Improved ChIP-chip analysis by a mixture model approach

Wei Sun¹ , Michael J Buck² , Mukund Patel³ and Ian J Davis³^,4

¹Department of Biostatistics, Carolina Center for Genome Sciences, University of North Carolina at Chapel Hill, Chapel Hill, NC, USA

²Department of Biochemistry, Center of Excellence in Bioinformatics and Life Sciences, State University of New York at Buffalo, Buffalo, NY, USA

³Department of Genetics, University of North Carolina at Chapel Hill, Chapel Hill, NC, USA

⁴Department of Pediatrics, Lineberger Comprehensive Cancer Center, University of North Carolina at Chapel Hill, Chapel Hill, NC, USA

author email corresponding author email

BMC Bioinformatics 2009, 10:173doi:10.1186/1471-2105-10-173


Published:	7 June 2009

Abstract

Background

Microarray analysis of immunoprecipitated chromatin (ChIP-chip) has evolved from a novel technique to a standard approach for the systematic study of protein-DNA interactions.
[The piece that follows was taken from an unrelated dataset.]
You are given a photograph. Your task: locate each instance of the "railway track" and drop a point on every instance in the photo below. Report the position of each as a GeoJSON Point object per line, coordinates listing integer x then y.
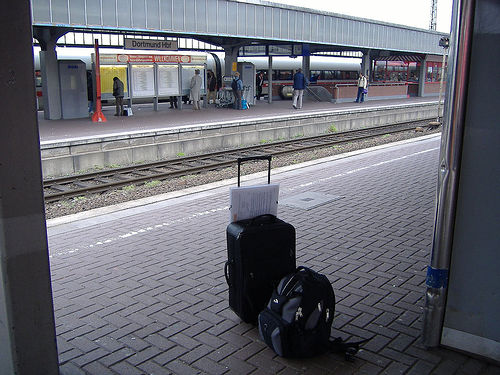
{"type": "Point", "coordinates": [105, 180]}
In ChIP-chip, sites of protein-DNA interactions are identified by signals from the hybridization of selected DNA to tiled oligomers and are graphically represented as peaks. Most existing methods were designed for the identification of relatively sparse peaks, in the presence of replicates.

Results

We propose a data normalization method and a statistical method for peak identification from ChIP-chip data based on a mixture model approach. In contrast to many existing methods, including methods that also employ mixture model approaches, our method is more flexible by imposing less restrictive assumptions and allowing a relatively large proportion of peak regions. In addition, our method does not require experimental replicates and is computationally efficient. We compared the performance of our method with several representative existing methods on three datasets, including a spike-in dataset. These comparisons demonstrate that our approach is more robust and has comparable or higher power than the other methods, especially in the context of abundant peak regions.

Conclusion

Our data normalization and peak detection methods have improved performance to detect peak regions in ChIP-chip data.